I just finished this for my sister.


----------



## sam4836 (Dec 16, 2005)

Sweet. Did you darken the antlers or is that natural. Now she owes you a kidney or lung.


----------



## huntingful (Jun 11, 2014)

sam4836 said:


> Sweet. Did you darken the antlers or is that natural. Now she owes you a kidney or lung.


 That's pretty funny. They were pretty dark to begin with. I usually use a golden oak stain to go over them if they need it.
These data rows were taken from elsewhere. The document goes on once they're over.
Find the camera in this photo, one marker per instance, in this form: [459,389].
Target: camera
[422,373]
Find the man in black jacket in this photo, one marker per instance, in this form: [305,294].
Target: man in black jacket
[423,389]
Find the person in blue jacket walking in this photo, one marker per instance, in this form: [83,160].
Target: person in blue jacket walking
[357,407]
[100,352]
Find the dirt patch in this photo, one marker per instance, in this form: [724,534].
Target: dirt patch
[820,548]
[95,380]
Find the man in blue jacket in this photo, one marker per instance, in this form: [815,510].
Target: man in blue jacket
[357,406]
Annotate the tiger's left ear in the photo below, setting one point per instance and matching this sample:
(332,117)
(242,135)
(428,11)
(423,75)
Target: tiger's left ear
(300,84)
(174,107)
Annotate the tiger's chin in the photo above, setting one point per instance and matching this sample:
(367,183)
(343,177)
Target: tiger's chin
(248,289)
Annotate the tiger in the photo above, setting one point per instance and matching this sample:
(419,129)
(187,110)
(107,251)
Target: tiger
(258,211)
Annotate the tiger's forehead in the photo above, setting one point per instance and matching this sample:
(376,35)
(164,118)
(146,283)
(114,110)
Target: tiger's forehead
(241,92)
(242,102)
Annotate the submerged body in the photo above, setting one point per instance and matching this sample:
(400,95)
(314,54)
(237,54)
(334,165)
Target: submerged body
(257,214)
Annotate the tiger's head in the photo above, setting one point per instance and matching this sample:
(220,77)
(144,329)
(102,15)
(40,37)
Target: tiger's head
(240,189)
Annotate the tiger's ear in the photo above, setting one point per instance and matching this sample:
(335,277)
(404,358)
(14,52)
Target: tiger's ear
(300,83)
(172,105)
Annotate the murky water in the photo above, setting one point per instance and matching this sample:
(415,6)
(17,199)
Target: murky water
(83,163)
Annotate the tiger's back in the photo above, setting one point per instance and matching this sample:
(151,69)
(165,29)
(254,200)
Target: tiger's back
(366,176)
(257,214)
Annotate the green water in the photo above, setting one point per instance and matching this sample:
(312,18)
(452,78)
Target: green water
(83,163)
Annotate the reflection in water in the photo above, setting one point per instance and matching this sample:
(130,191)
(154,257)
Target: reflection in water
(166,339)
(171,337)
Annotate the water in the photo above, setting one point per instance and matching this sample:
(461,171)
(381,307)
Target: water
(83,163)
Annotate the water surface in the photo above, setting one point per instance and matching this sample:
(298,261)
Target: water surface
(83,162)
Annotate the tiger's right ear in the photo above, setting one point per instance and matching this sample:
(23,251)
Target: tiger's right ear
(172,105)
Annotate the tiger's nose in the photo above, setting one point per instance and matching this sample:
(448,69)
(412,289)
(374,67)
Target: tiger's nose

I think in this case they look so much better dark.


----------



## BP1992 (Dec 24, 2010)

Looks good


----------



## CaptainCole (Oct 16, 2018)

Nice!


----------



## EXTRMEOUTDOORS (Nov 6, 2018)

looks great


----------



## pcpcow911 (Nov 23, 2018)

Nice job! I never knew what "they" put on the antlers for the darkened look. I like that better than natural.


----------



## eddiethehunter (Oct 14, 2007)

Looks great!


----------



## 45freezer (Jun 9, 2018)

Super cool mount, the bolt is a nice touch...made a mount for my bear rug last month and mounted the arrow on that one as well, I think it really adds to the story!


----------



## ballenbrowning (Jan 1, 2017)

Nice


----------



## blinn (Jun 21, 2015)

Looks good.


----------



## Brunswick (Jan 20, 2019)

Very nice!


----------



## RamDaytona (Jan 29, 2019)

I like it


----------



## Y.Pan (May 13, 2018)

That's nice design


----------



## Edcoleman83 (Jan 16, 2019)

Looks great! did you use the boil down and bleach method?


----------



## Yoder8 (Nov 30, 2018)

looks good


----------



## rmck15 (Dec 3, 2008)

Nice


----------



## Bth340 (Jul 19, 2019)

Cool euro


----------



## moosewhisperer1 (Dec 30, 2018)

nice looking euro


----------